Case ID: okla_186/html/0493-01.html
Source: Caselaw Access Project
Author: {"author": "PER CURIAM.", "license": "Public Domain", "url": "https://static.case.law/"}
Date Created: 2024-08-24T03:29:51.129683

Kahan v. Pure Oil Co.
    
      98 P. 2d 894.
    
    No. 29334.
    Jan. 30, 1940.
    
      Yancey, Spillers & Bush, of Tulsa, for plaintiff in error.
    Crouch, Rhodes & Crowe, of Tulsa, for defendant in error.
   PER CURIAM.

This action was instituted by the plaintiff in error, hereafter referred to as plaintiff, against the defendant in error, hereafter referred to as defendant, to recover damages to person and property alleged to have been sustained as the result of the negligence of defendant in the operation of one of its trucks. Answer was in form a general denial and a plea of contributory negligence. Trial was had to a jury. The jury, after several hours’ deliberation, reported to the court that it had been unable to reach a verdict and that it did not appear that it could agree upon one. Thereupon the court, in the absence of counsel for both parties, orally admonished the jury to deliberate further and to attempt to arrive at a just verdict in the premises. The exact remarks used by the court were not preserved and do not appear in the record. The court, however, dictated a statement of what was said to the jury, and the plaintiff in an affidavit for a new trial substantiates the same in substance. The statement as made by the trial judge was as follows:

“Gentlemen of the Jury, I want you to deliberate longer on this case. I do not want you to arrive at a compromised verdict or any man on the jury to yield his honest opinion, but it is important that you reach a verdict, if you can honestly and conscientiously do so, on the evidence and the law. I have been on the bench thirteen years and during that time, as I recall, have only had four hung juries. I had one yesterday and now you gentlemen are unable to arrive at a verdict today. I do not mean to say that indicates there is anything wrong with the panel, but it does indicate to me that you should deliberate further in this case and give it further careful consideration. Now, I want you to go back to your jury room without any personal feeling in the matter because you should have no personal feeling. It should not matter to you or to the court how this case is decided further than to see that absolute justice is done under the law and the evidence and that matters greatly to both of us. Therefore, do not permit any feeling to creep into your deliberation by virtue of the fact that you have been unable to agree upon a verdict so far but sit down and discuss carefully the evidence in this case and the instructions of the court because in every case it should be always possible to arrive at a true and correct verdict and even though men may honestly differ, if they are able to see the facts and the law in the correct light, there should be no difference in opinion but they should all arrive at the same opinion. For that reason I want you to deliberate further on this case, at least until twelve o’clock, and see if you cannot reach a verdict, but again I want to impress upon you that I do not want a compromised verdict or any man to compromise his honest convictions in this case, but rather on the other hand to insist upon his honest convictions but go into the evidence and the instructions carefully and thoroughly to ascertain whether or not it might be possible that he is wrong and the jurors who take the opposite view are right. Return to your jury room, gentlemen, and see if it is possible to arrive at a verdict.”

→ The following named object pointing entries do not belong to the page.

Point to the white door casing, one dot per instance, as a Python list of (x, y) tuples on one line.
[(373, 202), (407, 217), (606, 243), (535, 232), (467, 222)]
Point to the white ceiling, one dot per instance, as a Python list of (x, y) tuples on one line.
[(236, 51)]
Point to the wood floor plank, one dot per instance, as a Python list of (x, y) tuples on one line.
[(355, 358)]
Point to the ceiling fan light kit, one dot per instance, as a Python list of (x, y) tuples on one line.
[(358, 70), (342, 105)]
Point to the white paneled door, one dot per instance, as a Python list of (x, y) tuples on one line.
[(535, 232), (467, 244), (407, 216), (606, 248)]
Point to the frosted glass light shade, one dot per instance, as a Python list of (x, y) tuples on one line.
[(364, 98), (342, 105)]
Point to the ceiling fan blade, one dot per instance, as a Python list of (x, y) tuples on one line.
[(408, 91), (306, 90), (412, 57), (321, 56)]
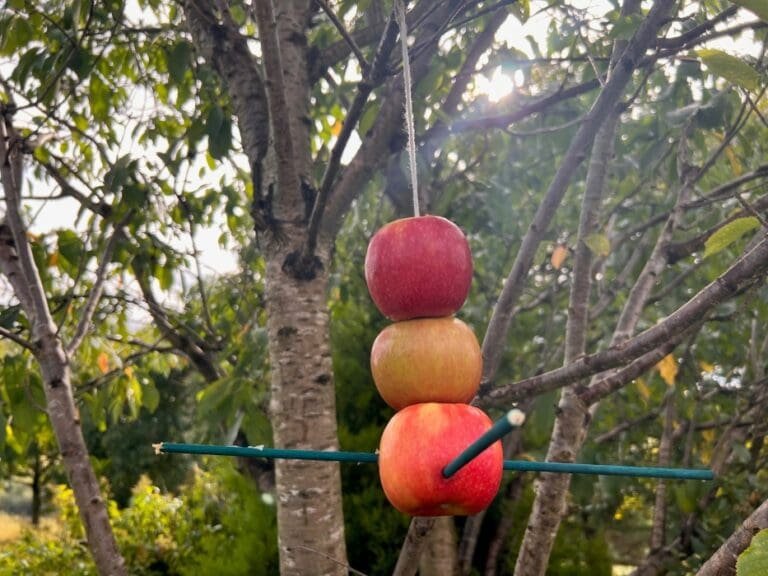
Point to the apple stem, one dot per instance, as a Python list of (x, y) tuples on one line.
[(503, 426), (371, 458), (409, 123)]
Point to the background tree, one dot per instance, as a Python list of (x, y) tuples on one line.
[(614, 203)]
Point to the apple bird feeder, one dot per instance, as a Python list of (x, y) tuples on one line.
[(438, 455)]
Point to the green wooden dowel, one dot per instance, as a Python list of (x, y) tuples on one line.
[(371, 458), (503, 426)]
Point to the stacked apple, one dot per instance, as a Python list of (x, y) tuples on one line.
[(427, 365)]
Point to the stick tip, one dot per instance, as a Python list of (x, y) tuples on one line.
[(516, 417)]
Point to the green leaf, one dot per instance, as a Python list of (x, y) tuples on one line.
[(151, 397), (733, 69), (15, 33), (9, 315), (758, 7), (728, 234), (70, 247), (218, 127), (599, 244), (368, 118), (754, 560), (522, 9), (99, 98)]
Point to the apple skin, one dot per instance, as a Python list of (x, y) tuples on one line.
[(426, 360), (418, 267), (419, 441)]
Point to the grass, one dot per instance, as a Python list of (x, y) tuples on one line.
[(12, 526)]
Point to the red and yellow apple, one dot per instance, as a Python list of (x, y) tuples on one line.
[(426, 360), (418, 267), (419, 441)]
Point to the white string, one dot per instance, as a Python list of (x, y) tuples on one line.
[(409, 124)]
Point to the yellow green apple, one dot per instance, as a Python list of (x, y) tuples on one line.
[(426, 360)]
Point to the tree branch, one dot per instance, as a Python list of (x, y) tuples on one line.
[(86, 314), (189, 344), (723, 561), (374, 76), (16, 338), (608, 98), (344, 34), (287, 175), (408, 561), (749, 269), (227, 52)]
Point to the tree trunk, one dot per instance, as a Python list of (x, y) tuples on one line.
[(440, 557), (303, 415), (18, 265), (659, 527)]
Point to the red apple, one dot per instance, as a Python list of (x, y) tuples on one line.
[(426, 360), (419, 441), (418, 267)]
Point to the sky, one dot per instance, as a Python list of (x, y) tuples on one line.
[(492, 82)]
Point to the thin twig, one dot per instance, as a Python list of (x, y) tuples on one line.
[(745, 272), (344, 34), (287, 177), (86, 315), (331, 558), (374, 76)]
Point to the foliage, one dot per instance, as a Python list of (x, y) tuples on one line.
[(754, 560), (160, 533), (77, 70)]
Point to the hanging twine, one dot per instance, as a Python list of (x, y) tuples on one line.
[(409, 123)]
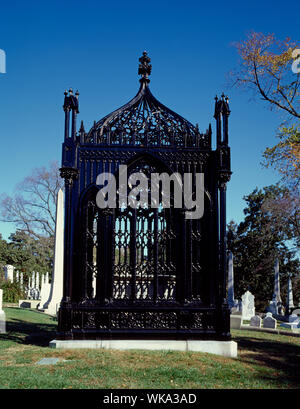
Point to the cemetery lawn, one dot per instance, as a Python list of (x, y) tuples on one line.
[(264, 361)]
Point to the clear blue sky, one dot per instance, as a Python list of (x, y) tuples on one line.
[(94, 46)]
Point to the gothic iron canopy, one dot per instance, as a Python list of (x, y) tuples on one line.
[(144, 121)]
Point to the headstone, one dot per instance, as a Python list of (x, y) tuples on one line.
[(9, 273), (296, 311), (269, 321), (277, 282), (275, 306), (2, 315), (37, 281), (233, 304), (289, 297), (256, 321), (248, 307), (56, 293)]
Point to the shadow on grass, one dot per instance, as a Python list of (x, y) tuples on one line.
[(282, 357), (32, 333)]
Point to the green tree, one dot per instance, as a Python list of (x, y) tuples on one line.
[(256, 243)]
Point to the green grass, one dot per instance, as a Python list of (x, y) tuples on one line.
[(264, 361)]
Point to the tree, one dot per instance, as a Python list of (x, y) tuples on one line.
[(32, 208), (256, 243)]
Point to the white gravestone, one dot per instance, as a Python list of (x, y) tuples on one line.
[(56, 293), (248, 307), (256, 321), (289, 297), (2, 315), (9, 273), (269, 321)]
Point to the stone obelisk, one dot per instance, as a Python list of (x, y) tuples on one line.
[(230, 297), (56, 292)]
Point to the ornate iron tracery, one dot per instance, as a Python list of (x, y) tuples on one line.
[(144, 272)]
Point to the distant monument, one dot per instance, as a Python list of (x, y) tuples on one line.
[(52, 305), (230, 297), (275, 306)]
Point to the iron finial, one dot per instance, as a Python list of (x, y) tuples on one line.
[(144, 66)]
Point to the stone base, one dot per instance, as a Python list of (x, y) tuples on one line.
[(224, 348), (2, 322), (28, 303)]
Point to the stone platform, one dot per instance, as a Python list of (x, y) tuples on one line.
[(223, 348)]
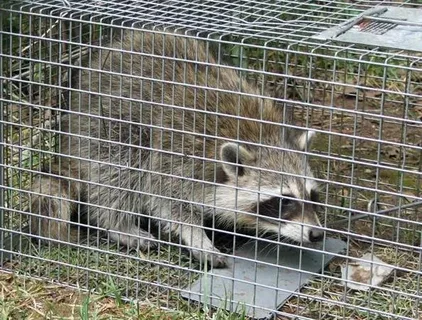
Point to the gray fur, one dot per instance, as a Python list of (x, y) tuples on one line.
[(126, 164)]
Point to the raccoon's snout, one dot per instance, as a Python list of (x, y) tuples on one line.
[(316, 235)]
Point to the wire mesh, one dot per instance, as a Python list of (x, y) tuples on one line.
[(364, 103)]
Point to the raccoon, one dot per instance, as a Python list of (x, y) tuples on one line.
[(157, 128)]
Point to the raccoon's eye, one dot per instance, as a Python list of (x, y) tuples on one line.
[(286, 201), (314, 196)]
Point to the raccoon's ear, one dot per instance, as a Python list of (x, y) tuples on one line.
[(234, 156), (304, 139)]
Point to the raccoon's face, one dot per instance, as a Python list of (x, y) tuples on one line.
[(283, 203)]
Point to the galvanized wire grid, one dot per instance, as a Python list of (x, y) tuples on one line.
[(365, 105)]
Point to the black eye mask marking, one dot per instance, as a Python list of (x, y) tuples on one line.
[(314, 196), (271, 207)]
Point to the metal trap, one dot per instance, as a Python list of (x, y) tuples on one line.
[(397, 28)]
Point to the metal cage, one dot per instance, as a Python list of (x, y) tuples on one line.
[(362, 99)]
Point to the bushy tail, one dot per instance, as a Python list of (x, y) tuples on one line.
[(53, 201)]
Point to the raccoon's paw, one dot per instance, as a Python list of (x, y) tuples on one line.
[(214, 260)]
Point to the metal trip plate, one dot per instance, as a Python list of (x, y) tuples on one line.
[(391, 27), (245, 283)]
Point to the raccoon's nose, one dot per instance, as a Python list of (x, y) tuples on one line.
[(315, 235)]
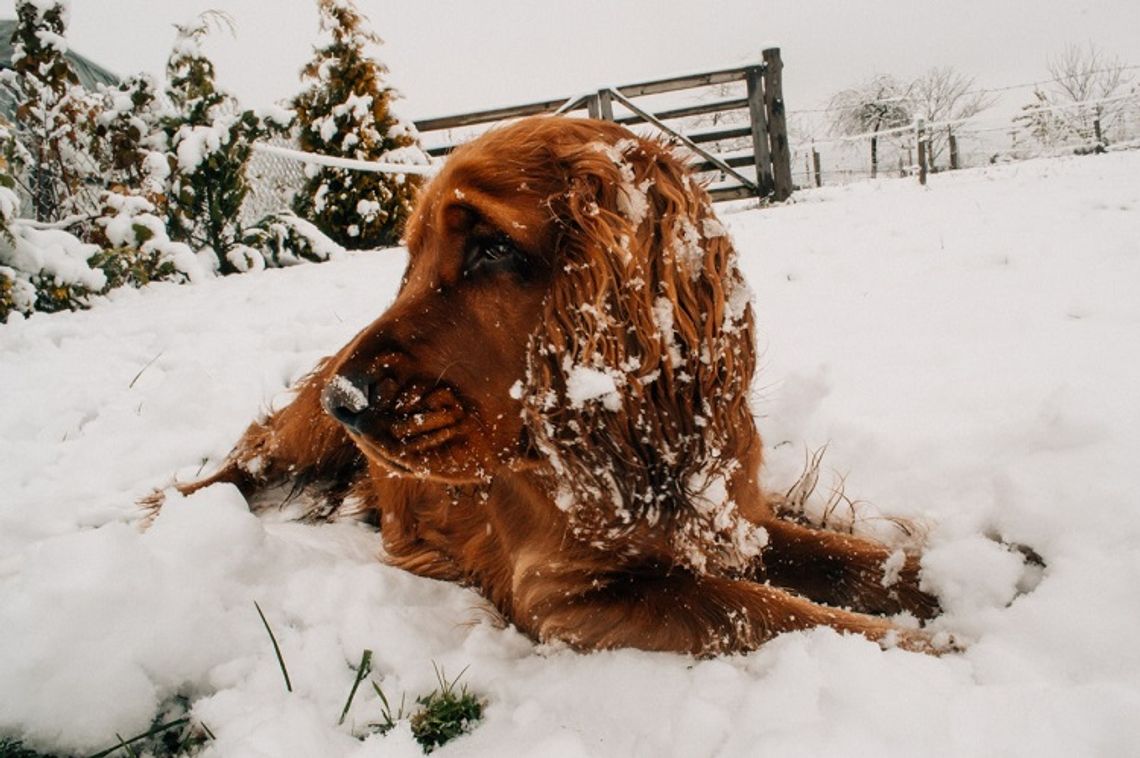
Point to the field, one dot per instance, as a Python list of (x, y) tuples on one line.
[(967, 352)]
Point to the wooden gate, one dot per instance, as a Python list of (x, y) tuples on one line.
[(762, 170)]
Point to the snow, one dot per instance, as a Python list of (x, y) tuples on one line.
[(967, 351), (585, 383)]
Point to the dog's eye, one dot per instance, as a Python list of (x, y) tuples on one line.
[(490, 254)]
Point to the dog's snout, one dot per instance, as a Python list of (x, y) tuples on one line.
[(345, 398)]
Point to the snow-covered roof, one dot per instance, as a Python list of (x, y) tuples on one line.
[(89, 72)]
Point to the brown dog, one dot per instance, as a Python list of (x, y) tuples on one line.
[(555, 410)]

After being thus admonished, the jury retired and deliberated for about 30 minutes further, and thereupon returned with a verdict in favor of defendant. Judgment followed the verdict. The plaintiff appeals from the judgment so entered and the order which overruled his motion for new trial. The facts are not here involved. The plaintiff relies upon two propositions of law. The first proposition advanced is in substance that the admonition given by the court to the jury constituted an additional instruction, and being oral and in the absence of counsel, was interdicted by virtue of the provisions of section 364, O. S. 1931, 12 Okla. St. Ann. § 582, which reads as follows:

“After the jury have retired for deliberation, if there be a disagreement between them as to any part of the testimony, or if they desire to be informed as to any part of the law arising in the case, they may request the officer to conduct them to the court, where the information on the point of law shall be given in writing, and the court may give its recollections as to the testimony on the point in dispute, or cause the same to be read by the stenographer, in the presence of, or after notice to, the parties or their counsel.”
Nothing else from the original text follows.